While this conclusion is a wee bit simplistic, some critics have developped the matter more thoroughfully, comparing other studies with Amodio's and, amongst other things, linking Liberals' thinking with neurotics, and Conservatives' with antisocials. Wheew. Aren't we getting a bit worked up here?

In response to the many critics that reacted upon his study, Amodio has provided answers of his own to many of the interrogations that he were faced with. In short, he explains that his study has been quite "misconstrued and sensationalized in the media, as well as among science bloggers", so that people may believe that their conclusion is as simple and direct as "liberals are this and conservatives are that". In fact, they merely reported a correlation, but never did they pretend to interpret its implications or denied that there most certainly are third factors to political views. In other word, don't give this study more credit and importance than it dares give itself.

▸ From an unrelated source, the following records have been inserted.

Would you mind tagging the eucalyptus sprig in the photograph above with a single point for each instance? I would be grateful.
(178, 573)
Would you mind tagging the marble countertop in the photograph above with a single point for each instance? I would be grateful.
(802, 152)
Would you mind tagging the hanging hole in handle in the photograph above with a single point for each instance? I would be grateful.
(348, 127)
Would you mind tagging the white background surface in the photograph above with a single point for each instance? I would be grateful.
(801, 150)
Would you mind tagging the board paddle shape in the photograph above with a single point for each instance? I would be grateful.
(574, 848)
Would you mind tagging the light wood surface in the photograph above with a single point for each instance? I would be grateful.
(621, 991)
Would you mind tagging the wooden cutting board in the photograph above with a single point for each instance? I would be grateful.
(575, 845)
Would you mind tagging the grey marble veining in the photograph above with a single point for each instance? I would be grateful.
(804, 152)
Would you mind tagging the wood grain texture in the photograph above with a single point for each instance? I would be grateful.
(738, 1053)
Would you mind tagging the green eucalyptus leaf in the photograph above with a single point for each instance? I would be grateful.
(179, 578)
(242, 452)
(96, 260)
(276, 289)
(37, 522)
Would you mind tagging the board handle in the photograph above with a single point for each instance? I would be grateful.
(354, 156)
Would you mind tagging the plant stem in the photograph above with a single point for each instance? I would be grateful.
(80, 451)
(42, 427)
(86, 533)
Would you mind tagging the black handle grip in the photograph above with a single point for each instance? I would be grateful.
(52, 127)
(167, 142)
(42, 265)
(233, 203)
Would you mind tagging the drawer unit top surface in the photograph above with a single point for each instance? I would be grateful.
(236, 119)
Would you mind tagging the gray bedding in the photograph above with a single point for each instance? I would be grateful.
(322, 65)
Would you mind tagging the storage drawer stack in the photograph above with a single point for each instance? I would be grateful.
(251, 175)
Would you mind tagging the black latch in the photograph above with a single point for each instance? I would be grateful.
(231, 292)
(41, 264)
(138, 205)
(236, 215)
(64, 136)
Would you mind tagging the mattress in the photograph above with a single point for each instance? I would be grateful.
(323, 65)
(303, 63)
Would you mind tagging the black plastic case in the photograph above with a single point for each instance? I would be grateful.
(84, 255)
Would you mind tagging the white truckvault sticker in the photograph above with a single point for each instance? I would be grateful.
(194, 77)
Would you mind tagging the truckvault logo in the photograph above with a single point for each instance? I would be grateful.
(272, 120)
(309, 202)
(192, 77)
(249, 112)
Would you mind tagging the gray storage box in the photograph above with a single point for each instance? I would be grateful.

I'm quite reassured by those answers, because that would actually have been my point. Great, this study contributes in understanding the many inner workings of political views, but in no fashion can it be complete, and neither can a brain scan, restricted to the studied subject, replace actual decision-making by voters.

Hell, I claim myself more "progressive", yet I did vote for the Conservative Party in the last Canadian Federal elections. My point being, oftentimes our voting decisions may go somewhat against our inner beliefs, but for the sake of what position the country or state is currently in; what needs to be done, etc.

In conclusion, we're far from replacing good ol' voting. But still, we may be one step closer to comprehending the many differences among people's political views and beliefs. Good thing, isn't it?